Kunstmuseum

Triennale Kleinplastik Fellbach

Untertürkheimer Str. 33, 70736 Fellbach

Highlights

  • Die Triennale Kleinplastik Fellbach zeigt seit 2001 alle drei Jahre aktuelle Kunst mit Fokus auf ästhetische und soziologische Fragen.
  • Mit 2500 m² Ausstellungsfläche in der Alten Kelter präsentiert die Veranstaltung eine der größten Kunstausstellungen Süddeutschlands.
  • Besucher*innen wählen jährlich per Stimmkarte das Publikumspreis-Werk unter den ausgestellten Kleinplastiken aus.

Tipps

  • Der barrierefreie Zugang zum Gelände ermöglicht einen ungehinderten Besuch für alle Interessierten.
  • Die große Ausstellungsfläche von etwa 2500 Quadratmetern bietet ausreichend Raum für eine umfassende Auseinandersetzung mit den ausgestellten Werken.
  • Die Kombination aus Industriearchitektur und handwerklichem Fachwerk prägt das ästhetische Erlebnis des Gebäudes und unterstreicht dessen historische Bedeutung.

Eigenschaften

Bei Regen geeignet Bildung Kulturell Ganzjährig

Kunstausflug Triennale Kleinplastik Fellbach

Die Triennale Kleinplastik Fellbach ist ein bedeutendes Kunstmuseum in der baden-württembergischen Stadt Fellbach und gilt als eine der wichtigsten Plattformen für zeitgenössische Skulptur in Süddeutschland. Gegründet im Zeichen einer sich globalisierenden Kunstszene, hat sich die Veranstaltung seit ihrer ersten Auflage zu einem Forum entwickelt, das ästhetische, kunsthistorische und gesellschaftliche Fragestellungen konsequent in den Mittelpunkt stellt. Mit einer konzeptionellen Öffnung seit Beginn des 21. Jahrhunderts setzt die Triennale auf aktuelle Diskurse und positioniert sich dabei bewusst risikofreudig – ein Merkmal, das ihr den Ruf einer innovativen und mutigen Ausstellungsebene eingebracht hat.

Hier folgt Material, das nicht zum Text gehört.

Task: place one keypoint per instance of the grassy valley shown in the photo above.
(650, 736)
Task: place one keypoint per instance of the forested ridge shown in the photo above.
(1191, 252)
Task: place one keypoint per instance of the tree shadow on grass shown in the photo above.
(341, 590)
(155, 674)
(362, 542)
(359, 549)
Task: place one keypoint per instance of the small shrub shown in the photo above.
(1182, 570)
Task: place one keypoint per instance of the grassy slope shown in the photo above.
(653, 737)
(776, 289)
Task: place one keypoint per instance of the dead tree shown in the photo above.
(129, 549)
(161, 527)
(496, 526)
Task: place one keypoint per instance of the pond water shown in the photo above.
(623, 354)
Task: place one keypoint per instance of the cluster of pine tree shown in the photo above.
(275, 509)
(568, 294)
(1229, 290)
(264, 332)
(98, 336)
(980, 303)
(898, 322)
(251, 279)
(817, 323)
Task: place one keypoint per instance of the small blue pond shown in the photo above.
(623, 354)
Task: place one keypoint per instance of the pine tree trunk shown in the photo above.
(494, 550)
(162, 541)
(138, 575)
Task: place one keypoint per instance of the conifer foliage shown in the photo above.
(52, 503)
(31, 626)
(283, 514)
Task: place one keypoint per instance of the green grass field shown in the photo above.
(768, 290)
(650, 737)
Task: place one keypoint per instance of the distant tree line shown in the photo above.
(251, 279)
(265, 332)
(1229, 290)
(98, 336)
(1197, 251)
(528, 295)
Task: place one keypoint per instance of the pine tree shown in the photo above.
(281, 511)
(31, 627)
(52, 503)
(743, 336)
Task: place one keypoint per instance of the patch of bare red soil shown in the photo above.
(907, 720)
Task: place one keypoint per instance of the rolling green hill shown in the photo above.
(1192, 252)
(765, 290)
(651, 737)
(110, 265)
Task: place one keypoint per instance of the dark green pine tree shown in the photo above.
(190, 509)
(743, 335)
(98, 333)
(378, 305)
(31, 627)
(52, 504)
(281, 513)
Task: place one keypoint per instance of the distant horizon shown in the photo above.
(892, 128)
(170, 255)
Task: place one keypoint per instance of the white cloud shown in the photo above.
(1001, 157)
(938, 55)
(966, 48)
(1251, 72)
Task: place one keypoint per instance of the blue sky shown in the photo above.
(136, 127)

Die Architektur vereint die schlichte Funktionalität einer ehemaligen Industriehalle mit der handwerklichen Eleganz eines Holzfachwerks, was dem Raum eine einzigartige Atmosphäre verleiht. Diese räumliche Besonderheit ermöglicht es, Werke der Kleinplastik in einem kontextfreien, aber dennoch prägnanten Umfeld zu präsentieren, das die Aufmerksamkeit auf die künstlerischen Aussagen lenkt.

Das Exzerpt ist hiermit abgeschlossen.